When considering modifying existing or potential solar or wind projects to be included in the energy storage component, or vice versa, developers should revise their siting agreements to determine the impact the hybrid project will have on real estate conditions. Here are a few things to consider:

  1. Project real estate: With a smaller footprint, energy storage can be located anywhere, including dense urban areas where energy is in high demand and where there may be the greatest benefits from grid connectivity, while wind and solar projects should be located where the applicable resource is strong and there is a lot of land. However, we note that given its vast and fluid geography, Texas is the best location for hybrid projects.
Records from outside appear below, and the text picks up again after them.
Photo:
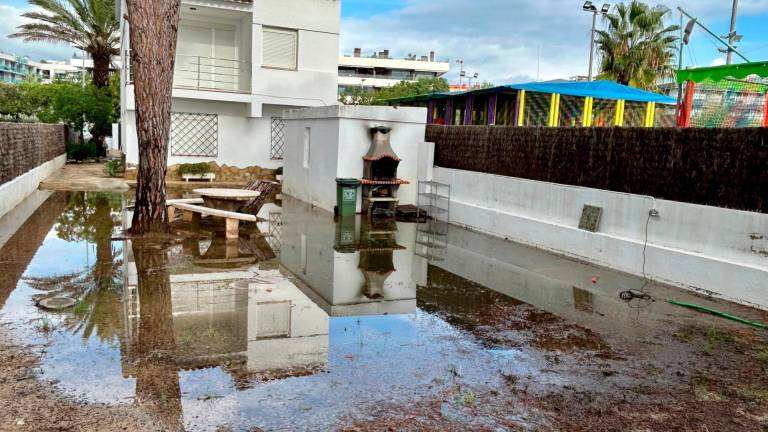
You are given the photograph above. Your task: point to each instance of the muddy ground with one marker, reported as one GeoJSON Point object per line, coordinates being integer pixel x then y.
{"type": "Point", "coordinates": [29, 403]}
{"type": "Point", "coordinates": [682, 379]}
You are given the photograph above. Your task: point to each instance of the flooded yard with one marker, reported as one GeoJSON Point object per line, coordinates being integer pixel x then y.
{"type": "Point", "coordinates": [306, 323]}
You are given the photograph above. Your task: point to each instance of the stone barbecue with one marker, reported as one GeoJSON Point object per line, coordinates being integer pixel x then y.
{"type": "Point", "coordinates": [380, 182]}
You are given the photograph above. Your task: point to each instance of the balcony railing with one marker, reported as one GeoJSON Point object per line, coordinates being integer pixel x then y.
{"type": "Point", "coordinates": [210, 74]}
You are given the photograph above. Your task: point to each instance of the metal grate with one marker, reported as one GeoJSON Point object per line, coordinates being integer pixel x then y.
{"type": "Point", "coordinates": [275, 237]}
{"type": "Point", "coordinates": [194, 134]}
{"type": "Point", "coordinates": [278, 139]}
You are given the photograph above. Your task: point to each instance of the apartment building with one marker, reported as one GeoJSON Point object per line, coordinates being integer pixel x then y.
{"type": "Point", "coordinates": [16, 69]}
{"type": "Point", "coordinates": [380, 70]}
{"type": "Point", "coordinates": [239, 65]}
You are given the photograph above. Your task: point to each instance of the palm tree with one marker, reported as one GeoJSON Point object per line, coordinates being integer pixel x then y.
{"type": "Point", "coordinates": [90, 25]}
{"type": "Point", "coordinates": [637, 49]}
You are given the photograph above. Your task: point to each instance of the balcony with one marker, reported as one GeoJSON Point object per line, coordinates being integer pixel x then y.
{"type": "Point", "coordinates": [212, 74]}
{"type": "Point", "coordinates": [208, 74]}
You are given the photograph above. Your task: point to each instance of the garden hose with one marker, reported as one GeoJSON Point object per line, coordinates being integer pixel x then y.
{"type": "Point", "coordinates": [718, 313]}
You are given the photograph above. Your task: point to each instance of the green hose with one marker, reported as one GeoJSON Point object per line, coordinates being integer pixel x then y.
{"type": "Point", "coordinates": [718, 313]}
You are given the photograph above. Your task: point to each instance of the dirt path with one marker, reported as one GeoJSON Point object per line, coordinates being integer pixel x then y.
{"type": "Point", "coordinates": [83, 177]}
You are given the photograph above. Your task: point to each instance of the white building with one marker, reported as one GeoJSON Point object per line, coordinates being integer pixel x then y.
{"type": "Point", "coordinates": [16, 69]}
{"type": "Point", "coordinates": [381, 71]}
{"type": "Point", "coordinates": [239, 64]}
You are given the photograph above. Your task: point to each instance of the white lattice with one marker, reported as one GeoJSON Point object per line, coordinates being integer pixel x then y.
{"type": "Point", "coordinates": [194, 134]}
{"type": "Point", "coordinates": [277, 148]}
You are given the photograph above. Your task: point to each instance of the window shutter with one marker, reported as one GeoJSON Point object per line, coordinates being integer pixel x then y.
{"type": "Point", "coordinates": [279, 48]}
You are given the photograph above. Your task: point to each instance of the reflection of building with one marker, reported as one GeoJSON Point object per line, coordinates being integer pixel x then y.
{"type": "Point", "coordinates": [350, 268]}
{"type": "Point", "coordinates": [254, 322]}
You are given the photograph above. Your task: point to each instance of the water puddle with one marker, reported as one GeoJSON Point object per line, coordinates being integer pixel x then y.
{"type": "Point", "coordinates": [309, 324]}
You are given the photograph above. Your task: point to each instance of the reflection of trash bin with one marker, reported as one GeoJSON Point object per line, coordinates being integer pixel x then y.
{"type": "Point", "coordinates": [346, 234]}
{"type": "Point", "coordinates": [346, 196]}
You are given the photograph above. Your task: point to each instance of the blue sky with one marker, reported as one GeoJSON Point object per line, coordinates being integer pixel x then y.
{"type": "Point", "coordinates": [502, 40]}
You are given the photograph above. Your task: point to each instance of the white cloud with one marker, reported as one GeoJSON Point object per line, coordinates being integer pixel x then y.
{"type": "Point", "coordinates": [10, 19]}
{"type": "Point", "coordinates": [503, 40]}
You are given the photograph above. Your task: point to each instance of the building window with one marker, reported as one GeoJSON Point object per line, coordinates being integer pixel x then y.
{"type": "Point", "coordinates": [307, 139]}
{"type": "Point", "coordinates": [277, 148]}
{"type": "Point", "coordinates": [280, 48]}
{"type": "Point", "coordinates": [194, 134]}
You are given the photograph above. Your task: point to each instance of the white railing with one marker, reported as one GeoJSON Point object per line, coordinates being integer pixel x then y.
{"type": "Point", "coordinates": [208, 73]}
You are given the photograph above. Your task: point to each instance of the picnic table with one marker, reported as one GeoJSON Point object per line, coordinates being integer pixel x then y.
{"type": "Point", "coordinates": [226, 199]}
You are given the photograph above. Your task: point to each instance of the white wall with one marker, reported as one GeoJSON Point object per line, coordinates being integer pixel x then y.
{"type": "Point", "coordinates": [339, 137]}
{"type": "Point", "coordinates": [17, 190]}
{"type": "Point", "coordinates": [243, 141]}
{"type": "Point", "coordinates": [712, 249]}
{"type": "Point", "coordinates": [307, 251]}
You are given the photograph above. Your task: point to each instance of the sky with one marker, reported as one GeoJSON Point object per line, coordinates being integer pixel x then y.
{"type": "Point", "coordinates": [504, 41]}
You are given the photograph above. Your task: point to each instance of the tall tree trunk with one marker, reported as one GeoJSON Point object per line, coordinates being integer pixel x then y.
{"type": "Point", "coordinates": [101, 71]}
{"type": "Point", "coordinates": [153, 28]}
{"type": "Point", "coordinates": [101, 65]}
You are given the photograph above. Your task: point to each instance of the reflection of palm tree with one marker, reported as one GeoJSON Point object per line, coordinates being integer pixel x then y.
{"type": "Point", "coordinates": [157, 378]}
{"type": "Point", "coordinates": [88, 217]}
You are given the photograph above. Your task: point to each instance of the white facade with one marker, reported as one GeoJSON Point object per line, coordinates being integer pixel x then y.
{"type": "Point", "coordinates": [238, 66]}
{"type": "Point", "coordinates": [376, 72]}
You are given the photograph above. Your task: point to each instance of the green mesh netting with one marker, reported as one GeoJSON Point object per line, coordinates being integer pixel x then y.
{"type": "Point", "coordinates": [729, 103]}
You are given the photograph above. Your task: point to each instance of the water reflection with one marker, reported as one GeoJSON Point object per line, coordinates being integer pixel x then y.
{"type": "Point", "coordinates": [302, 322]}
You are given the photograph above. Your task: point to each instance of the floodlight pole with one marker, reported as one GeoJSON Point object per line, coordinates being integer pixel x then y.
{"type": "Point", "coordinates": [592, 45]}
{"type": "Point", "coordinates": [730, 47]}
{"type": "Point", "coordinates": [732, 33]}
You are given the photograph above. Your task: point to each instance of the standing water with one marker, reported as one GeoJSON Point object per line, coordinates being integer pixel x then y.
{"type": "Point", "coordinates": [306, 323]}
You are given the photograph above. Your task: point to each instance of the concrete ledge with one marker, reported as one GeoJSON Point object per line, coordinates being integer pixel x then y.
{"type": "Point", "coordinates": [18, 189]}
{"type": "Point", "coordinates": [699, 248]}
{"type": "Point", "coordinates": [360, 112]}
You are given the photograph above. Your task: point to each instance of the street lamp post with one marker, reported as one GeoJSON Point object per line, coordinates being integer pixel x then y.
{"type": "Point", "coordinates": [461, 70]}
{"type": "Point", "coordinates": [591, 8]}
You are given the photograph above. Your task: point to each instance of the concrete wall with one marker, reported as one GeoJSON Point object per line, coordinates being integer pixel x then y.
{"type": "Point", "coordinates": [29, 153]}
{"type": "Point", "coordinates": [717, 250]}
{"type": "Point", "coordinates": [339, 136]}
{"type": "Point", "coordinates": [243, 141]}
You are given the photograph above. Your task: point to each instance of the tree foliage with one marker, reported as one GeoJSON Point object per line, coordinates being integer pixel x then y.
{"type": "Point", "coordinates": [359, 96]}
{"type": "Point", "coordinates": [637, 48]}
{"type": "Point", "coordinates": [70, 103]}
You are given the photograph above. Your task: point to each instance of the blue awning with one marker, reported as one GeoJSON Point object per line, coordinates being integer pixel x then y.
{"type": "Point", "coordinates": [596, 89]}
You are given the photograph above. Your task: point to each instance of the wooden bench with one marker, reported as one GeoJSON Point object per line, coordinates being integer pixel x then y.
{"type": "Point", "coordinates": [192, 212]}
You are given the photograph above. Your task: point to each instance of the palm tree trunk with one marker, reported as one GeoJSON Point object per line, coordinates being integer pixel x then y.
{"type": "Point", "coordinates": [153, 28]}
{"type": "Point", "coordinates": [101, 66]}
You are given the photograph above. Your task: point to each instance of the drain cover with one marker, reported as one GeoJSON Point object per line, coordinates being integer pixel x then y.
{"type": "Point", "coordinates": [57, 303]}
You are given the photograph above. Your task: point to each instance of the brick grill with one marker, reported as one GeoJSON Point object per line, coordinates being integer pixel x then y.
{"type": "Point", "coordinates": [24, 146]}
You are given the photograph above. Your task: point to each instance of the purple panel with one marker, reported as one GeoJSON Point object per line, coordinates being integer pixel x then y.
{"type": "Point", "coordinates": [468, 110]}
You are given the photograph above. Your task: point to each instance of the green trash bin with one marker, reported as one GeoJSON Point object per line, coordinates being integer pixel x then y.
{"type": "Point", "coordinates": [346, 196]}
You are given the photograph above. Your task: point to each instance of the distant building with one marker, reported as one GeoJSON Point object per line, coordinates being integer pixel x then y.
{"type": "Point", "coordinates": [381, 71]}
{"type": "Point", "coordinates": [16, 69]}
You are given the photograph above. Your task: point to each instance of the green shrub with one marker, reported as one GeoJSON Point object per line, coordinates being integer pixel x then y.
{"type": "Point", "coordinates": [81, 151]}
{"type": "Point", "coordinates": [198, 168]}
{"type": "Point", "coordinates": [114, 168]}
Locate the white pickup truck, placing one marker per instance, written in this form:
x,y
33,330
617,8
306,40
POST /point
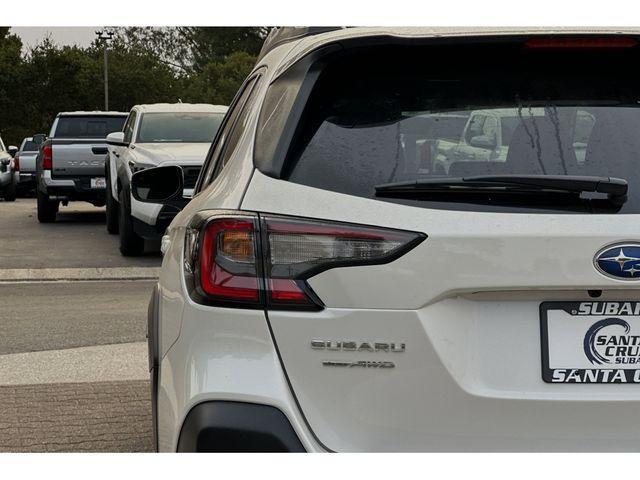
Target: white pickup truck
x,y
486,138
154,135
70,163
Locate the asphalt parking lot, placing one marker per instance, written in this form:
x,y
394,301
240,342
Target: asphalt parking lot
x,y
73,365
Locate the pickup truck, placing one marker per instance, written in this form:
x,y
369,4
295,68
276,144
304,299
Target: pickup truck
x,y
154,135
8,178
70,163
486,137
25,161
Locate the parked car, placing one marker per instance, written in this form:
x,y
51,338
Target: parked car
x,y
7,173
70,163
322,292
154,135
25,162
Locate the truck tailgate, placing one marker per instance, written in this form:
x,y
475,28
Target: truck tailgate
x,y
78,158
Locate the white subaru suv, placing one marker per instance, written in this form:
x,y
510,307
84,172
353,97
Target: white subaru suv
x,y
154,135
327,290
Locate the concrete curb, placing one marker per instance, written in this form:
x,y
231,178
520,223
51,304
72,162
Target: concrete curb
x,y
100,363
77,274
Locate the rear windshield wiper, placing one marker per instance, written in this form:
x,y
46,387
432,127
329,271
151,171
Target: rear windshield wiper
x,y
615,188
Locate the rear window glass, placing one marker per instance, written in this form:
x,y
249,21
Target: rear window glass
x,y
88,126
29,146
449,112
179,127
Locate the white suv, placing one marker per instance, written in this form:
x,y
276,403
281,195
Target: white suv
x,y
154,135
326,289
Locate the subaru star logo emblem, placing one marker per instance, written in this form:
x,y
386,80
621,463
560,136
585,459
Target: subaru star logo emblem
x,y
620,261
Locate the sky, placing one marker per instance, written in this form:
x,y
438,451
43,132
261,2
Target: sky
x,y
31,36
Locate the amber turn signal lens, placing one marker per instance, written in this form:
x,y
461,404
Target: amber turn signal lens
x,y
237,245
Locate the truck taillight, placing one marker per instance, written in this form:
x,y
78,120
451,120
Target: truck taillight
x,y
255,261
47,154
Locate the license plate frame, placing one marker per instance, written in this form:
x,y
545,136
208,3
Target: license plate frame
x,y
98,182
595,366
  2. Type of acquired rights to real estate: The smaller footprint of energy storage affects not only the project area required to operate the project, but also the type of real estate interest that needs to be generated. If unbundling requirements are not initiated or are not an issue for other reasons, the land needed for off-grid energy storage projects can be purchased for a fee, while taking into account the hundreds if not thousands of acres required for solar or wind projects. project rights are most significant. often obtained as a result of leases or easements. We note that before concluding a sale and purchase agreement, it is necessary to consider the specific requirements for the territorial division of the district; however, pursuant to Texas Local Government Code Section 232.0015 (Fee Exceptions), the purchaser (in this case, the developer) is not required to obtain the subdivision platform if the paid purchase path (s) and other path (s) are more than ten (10) acres. It is worth noting, however, that a reward purchase requires an upfront investment and a developer can often get stuck unloading a property after the project expires or if the developer was unable to develop the project due to permission or connection issues.
  3. Removal from service: Texas has specific legal requirements for the decommissioning of solar and wind projects. Pursuant to the Texas Utilities Code, Title 6, Chapter 301, which affects all wind turbine leases entered into on or after September 1, 2019, the wind power developer is responsible for removing wind power structures from a landowner’s property at or before the expiration date. termination of an agreement. The Texas Legislature also recently passed Senate Act 760, which imposes similar requirements on solar energy developers and which takes effect September 1, 2021. Both Chapter 301 and the newly created Chapter 302, under Senate Act 760, include in their definitions “wind facility” and “solar power plant” – a plant or equipment (including a battery), “used to support the operation” of a wind generator or solar energy. In this way, the storage facilities “used to support” a wind or solar project will be subject to statutory requirements for the decommissioning of wind and solar energy. However, there are currently no similar requirements for stand-alone battery designs operating independently of wind or solar power plants.
  4. Auxiliary services: Most, if not all, renewable energy projects require access and / or easements for transmission, which are either included in the core agreement or are separate easements. However, solar and wind projects also require additional easements, some of which burden the adjacent property of the landowner if applicable, such as an easement for the free and unhindered illumination of solar energy across the entire horizontal space and the entire vertical. space above and across the property and any adjacent property owned by the landowner for solar projects or easements to capture, use and transform unobstructed wind resources above and across the property and any adjacent property owned by the landowner for wind projects. Wind projects also require overhang easements if a turbine blade intrudes on an adjacent landowner’s property.

While hybrid projects are on the rise, before embarking on such projects, developers should consider the real estate implications of their current agreements, as well as the necessary changes and considerations necessary to make them applicable to the selected hybrid resources.